Nearly 100 percent of chief medical information officers (CMIOs) in U.S. hospitals believe medication management improvement initiatives are having a positive impact and that patient safety issues are less likely to occur today as compared to five years ago, according to a new survey from the Association of Medical Directors of Information Systems (AMDIS). The survey of physician leaders, sponsored by DrFirst, also revealed that CMIOs believe there is more work to be done to address gaps that could potentially impact patient safety.
Among the top patient safety gaps identified by CMIOs is the “inability to prevent financial constraints” from impacting patients’ adherence to prescribed medications. In fact, 71 percent of the survey respondents cited concerns with the lack of price transparency—the ability to inform patients how much a prescribed medication will cost, including their insurance co-pay amount. Medication costs are a key concern for patients as well, as evidenced by a Truven Health Analytics-NPR Health Poll which found that 67 percent of patients who failed to fill their prescriptions in the last 90 days reported high costs as their reason.
Addressing high drug prices is also a priority for the Trump administration, which earlier this year introduced the American Patients First blueprint, a comprehensive plan to bring down prescription drug prices and out-of-pocket costs.
The surveyed CMIOS also identified a major gap related to the opioid epidemic. Sixty-five percent of respondents cited the need for an integrated clinician workflow that makes it easy for clinicians to coordinate the entire medication management process, including electronic prescribing of controlled substances like opioids, access to state Prescription Drug Monitoring Programs (PDMPs) to identify patients’ opioid histories, and electronic access to prescriptions from other providers and locations to avoid potentially harmful drug combinations. Similarly, 41 percent shared concerns about providers’ abilities to prevent opioid abuse since they often cannot easily distinguish “drug shoppers” from genuine patients.
Overall, 82 percent of surveyed CMIOs concur that medication management improvement initiatives have had a positive impact on adverse drug events. However, only half of the CMIOs expressed satisfaction with the medication management process, while 12 percent indicated dissatisfaction. According to the survey, the biggest gaps in the entire medication management process are incomplete patient medication histories (80 percent) and misaligned medication reconciliation and care transition cycles that lead to misinformed decisions by care teams (75 percent).

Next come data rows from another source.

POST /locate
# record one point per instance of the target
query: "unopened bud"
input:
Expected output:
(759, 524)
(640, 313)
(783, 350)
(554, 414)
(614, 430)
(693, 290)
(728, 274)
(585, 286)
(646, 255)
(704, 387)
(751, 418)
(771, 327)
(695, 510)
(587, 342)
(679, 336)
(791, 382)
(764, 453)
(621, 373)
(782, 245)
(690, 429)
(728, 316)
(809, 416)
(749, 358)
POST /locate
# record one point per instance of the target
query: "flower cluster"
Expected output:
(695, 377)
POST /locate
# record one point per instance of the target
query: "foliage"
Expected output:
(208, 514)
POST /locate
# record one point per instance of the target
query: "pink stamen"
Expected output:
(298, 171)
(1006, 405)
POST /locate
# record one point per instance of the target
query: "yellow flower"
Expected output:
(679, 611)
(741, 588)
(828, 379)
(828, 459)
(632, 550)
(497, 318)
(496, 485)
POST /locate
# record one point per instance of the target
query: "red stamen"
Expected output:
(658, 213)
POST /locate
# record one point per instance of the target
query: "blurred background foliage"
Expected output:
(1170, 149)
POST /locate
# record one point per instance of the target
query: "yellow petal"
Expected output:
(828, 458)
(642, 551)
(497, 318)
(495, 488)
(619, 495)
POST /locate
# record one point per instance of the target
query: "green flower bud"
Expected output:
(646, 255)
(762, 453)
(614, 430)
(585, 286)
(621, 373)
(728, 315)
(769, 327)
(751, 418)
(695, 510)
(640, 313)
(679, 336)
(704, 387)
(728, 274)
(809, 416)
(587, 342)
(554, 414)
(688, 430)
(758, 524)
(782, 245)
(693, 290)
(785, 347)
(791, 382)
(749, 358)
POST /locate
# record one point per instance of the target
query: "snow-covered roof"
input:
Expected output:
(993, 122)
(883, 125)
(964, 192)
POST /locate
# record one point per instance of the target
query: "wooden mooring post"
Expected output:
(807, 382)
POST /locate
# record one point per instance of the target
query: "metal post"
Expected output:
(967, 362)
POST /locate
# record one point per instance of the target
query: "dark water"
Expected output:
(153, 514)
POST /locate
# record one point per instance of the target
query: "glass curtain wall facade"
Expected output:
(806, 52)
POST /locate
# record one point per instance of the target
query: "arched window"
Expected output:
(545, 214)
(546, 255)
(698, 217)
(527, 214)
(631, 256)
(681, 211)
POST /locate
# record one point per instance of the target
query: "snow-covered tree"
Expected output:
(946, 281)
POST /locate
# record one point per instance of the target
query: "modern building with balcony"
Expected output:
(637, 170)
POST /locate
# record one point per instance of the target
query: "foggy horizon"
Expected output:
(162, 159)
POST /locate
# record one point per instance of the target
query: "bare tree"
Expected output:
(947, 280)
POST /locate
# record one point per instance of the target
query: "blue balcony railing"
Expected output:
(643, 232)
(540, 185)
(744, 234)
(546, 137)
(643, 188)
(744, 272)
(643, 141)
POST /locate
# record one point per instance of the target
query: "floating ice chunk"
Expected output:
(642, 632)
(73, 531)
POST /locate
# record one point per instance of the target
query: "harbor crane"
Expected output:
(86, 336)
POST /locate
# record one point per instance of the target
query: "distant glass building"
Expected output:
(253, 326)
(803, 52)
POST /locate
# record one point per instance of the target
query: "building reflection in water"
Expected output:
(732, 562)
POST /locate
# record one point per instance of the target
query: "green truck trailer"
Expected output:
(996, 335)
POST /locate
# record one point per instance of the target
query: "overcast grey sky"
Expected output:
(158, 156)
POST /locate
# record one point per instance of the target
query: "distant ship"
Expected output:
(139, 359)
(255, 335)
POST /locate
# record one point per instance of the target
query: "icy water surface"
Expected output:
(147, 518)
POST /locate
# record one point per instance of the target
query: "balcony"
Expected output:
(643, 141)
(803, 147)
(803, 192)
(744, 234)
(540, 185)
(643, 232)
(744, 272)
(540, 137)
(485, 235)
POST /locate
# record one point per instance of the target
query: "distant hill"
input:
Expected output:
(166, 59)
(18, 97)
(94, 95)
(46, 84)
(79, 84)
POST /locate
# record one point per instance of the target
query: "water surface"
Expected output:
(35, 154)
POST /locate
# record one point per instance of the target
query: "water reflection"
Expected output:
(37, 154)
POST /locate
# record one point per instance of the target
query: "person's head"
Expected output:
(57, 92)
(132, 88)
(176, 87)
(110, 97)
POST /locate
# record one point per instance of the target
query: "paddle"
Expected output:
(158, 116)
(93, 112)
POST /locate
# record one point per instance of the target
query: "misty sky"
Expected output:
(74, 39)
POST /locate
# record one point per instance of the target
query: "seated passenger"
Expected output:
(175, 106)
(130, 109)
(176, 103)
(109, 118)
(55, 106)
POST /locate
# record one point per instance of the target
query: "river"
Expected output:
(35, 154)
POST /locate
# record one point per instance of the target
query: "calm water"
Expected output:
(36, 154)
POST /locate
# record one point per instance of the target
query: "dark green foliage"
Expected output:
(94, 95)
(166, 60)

“While the industry has clearly made significant strides to improve medication management processes, CMIOs remain troubled by a number of gaps that compromise patient safety and quality outcomes,” said G. Cameron Deemer, president of DrFirst. “That’s why DrFirst has remained firmly committed to addressing these pain points with innovative new technologies that make a meaningful difference in patient care and the physician experience.”